Behind her: the archivist, the little man who will take notes on the meeting, inscribing the results of the summit so that the history of the Imperial resurgence is neatly writ and officially recorded. Next to him, her assistant on this mission, a bright-eyed young Corellian woman named Adea Rite. Then a half squadron of stormtroopers. Those with the best test scores, taken from the rosters of the
Vigilance.
They stand guard over her new prisoner: Captain Wedge Antilles. The rebel lies on a floating medical table, unconscious from the drugs pumping into his arm. The medical droid hovers over him, checking vitals, securing the tubing.

A fly in the ointment, that one.

A dangerous one. The rebels will come looking.

And then what?

Pressure lives in the hinge of her jaw. This has to work. All of it. The meeting must yield results. The future of the Empire—and the stability of the galaxy—is counting on that.

The meeting wasn’t her idea alone, though those gathered think it is.
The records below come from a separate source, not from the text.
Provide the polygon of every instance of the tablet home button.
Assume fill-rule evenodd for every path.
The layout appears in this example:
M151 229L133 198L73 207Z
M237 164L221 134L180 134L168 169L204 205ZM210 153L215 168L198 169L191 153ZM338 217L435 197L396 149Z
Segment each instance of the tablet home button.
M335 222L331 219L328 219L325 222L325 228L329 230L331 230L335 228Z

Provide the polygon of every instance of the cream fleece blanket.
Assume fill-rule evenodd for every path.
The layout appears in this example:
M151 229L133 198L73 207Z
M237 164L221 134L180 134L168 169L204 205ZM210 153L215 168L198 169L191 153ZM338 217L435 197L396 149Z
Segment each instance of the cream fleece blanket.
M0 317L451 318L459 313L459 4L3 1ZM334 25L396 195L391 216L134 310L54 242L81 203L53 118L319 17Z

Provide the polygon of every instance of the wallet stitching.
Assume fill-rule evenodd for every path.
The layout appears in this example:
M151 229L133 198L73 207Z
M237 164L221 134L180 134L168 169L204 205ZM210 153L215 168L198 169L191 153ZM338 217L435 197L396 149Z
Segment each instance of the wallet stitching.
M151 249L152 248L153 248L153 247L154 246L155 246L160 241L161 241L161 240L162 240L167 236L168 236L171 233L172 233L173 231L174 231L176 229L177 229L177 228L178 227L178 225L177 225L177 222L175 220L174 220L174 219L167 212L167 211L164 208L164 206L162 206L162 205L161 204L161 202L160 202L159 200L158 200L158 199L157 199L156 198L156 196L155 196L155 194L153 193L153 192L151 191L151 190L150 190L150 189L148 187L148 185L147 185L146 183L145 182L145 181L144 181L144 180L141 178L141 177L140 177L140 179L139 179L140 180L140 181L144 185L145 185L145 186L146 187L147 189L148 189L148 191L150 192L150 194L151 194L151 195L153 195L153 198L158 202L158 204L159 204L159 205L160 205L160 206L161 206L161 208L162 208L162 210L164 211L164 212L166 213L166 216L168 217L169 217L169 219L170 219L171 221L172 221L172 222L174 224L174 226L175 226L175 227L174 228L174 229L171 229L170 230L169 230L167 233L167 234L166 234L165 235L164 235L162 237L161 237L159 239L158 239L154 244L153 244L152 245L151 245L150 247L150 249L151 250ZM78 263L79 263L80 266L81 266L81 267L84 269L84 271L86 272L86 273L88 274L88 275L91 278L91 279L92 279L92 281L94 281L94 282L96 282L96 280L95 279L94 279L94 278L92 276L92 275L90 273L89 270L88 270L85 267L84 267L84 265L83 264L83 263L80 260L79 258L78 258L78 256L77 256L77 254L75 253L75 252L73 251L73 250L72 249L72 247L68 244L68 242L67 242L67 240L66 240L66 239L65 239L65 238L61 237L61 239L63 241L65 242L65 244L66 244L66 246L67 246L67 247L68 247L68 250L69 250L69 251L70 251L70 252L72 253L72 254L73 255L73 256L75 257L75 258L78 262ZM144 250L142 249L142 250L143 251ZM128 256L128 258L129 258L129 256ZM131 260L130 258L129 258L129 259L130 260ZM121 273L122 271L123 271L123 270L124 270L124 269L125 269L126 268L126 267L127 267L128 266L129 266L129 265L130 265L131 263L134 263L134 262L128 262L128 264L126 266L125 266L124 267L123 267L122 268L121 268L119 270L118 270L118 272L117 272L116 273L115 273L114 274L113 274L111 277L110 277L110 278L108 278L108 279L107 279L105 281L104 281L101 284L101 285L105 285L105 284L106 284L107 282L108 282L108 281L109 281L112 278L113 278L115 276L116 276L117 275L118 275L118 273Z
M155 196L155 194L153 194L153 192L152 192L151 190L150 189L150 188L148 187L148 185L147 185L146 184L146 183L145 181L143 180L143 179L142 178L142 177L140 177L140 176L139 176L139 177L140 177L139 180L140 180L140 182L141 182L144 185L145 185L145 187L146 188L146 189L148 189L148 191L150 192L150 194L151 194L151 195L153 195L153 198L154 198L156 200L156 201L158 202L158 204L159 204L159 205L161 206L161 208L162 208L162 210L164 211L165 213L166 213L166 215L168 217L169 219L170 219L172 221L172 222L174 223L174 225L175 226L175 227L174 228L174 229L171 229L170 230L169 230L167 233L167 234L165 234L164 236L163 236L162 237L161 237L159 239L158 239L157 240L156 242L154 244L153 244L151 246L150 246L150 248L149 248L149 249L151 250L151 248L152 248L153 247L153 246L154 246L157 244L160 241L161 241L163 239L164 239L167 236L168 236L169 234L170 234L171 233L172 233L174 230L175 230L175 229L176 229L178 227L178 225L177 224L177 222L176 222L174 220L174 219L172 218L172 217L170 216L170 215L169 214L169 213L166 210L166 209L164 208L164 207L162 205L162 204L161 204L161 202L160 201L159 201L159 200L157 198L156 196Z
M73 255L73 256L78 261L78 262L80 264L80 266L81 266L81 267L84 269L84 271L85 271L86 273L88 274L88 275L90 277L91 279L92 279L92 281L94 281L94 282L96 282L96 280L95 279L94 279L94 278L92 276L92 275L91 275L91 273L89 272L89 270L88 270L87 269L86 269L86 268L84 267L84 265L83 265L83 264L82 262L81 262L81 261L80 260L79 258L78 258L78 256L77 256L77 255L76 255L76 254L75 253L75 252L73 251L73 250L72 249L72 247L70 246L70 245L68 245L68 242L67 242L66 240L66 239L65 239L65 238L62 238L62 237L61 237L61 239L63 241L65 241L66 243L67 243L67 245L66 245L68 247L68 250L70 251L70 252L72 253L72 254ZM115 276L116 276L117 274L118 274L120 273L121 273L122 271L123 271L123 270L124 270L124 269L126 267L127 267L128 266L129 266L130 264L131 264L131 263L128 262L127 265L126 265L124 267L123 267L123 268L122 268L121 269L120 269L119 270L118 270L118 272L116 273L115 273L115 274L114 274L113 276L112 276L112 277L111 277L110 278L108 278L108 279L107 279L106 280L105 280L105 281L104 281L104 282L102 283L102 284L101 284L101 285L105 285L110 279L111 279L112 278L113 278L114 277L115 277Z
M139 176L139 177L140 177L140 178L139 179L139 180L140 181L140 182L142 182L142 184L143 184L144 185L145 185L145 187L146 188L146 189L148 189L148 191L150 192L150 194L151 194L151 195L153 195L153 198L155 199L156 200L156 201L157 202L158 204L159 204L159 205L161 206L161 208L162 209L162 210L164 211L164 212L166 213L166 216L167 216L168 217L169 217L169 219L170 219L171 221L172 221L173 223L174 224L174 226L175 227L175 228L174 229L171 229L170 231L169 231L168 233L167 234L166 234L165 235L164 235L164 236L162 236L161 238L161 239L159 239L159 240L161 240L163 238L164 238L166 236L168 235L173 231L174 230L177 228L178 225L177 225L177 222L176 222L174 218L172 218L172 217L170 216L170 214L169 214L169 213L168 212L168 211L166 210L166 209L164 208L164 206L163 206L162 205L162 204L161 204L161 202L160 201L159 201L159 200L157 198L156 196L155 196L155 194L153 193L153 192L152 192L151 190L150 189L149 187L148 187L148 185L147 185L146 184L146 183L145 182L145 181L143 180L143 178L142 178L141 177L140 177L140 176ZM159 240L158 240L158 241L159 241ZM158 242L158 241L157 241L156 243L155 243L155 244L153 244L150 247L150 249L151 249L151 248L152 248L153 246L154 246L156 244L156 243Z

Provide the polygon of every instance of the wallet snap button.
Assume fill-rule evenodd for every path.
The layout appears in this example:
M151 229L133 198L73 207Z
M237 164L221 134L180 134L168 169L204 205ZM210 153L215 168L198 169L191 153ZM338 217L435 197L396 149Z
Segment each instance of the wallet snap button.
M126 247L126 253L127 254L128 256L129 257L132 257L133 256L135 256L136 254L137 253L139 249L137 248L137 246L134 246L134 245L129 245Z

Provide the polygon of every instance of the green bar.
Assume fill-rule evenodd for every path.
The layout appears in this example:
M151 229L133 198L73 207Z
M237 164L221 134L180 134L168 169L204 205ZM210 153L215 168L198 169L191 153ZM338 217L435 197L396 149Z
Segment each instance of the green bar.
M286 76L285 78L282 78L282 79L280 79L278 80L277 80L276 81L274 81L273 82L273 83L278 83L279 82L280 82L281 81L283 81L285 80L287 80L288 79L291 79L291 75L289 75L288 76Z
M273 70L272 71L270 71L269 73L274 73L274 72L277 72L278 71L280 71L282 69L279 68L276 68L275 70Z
All the more reason for this to play out according to her design and without any further hitches.
If this falls apart, they’ll blame me.

Below, the city of Myrra. A sprawling, choked mess. Strange-angled buildings pushing up out of the jungle, though not without the jungle trying to fight back: vines like cruel fingers draped over the walls and clay-tile rooftops as if they’re trying to pull apart the city in slow motion. Between the buildings are pathways too narrow to be called roads—just alleyways, really, and one of the things that makes Imperial occupation here tricky. Those “streets” are too narrow for any of their transports with the exception of speeder bikes, and even then the corners are too sharp for those speeders to turn.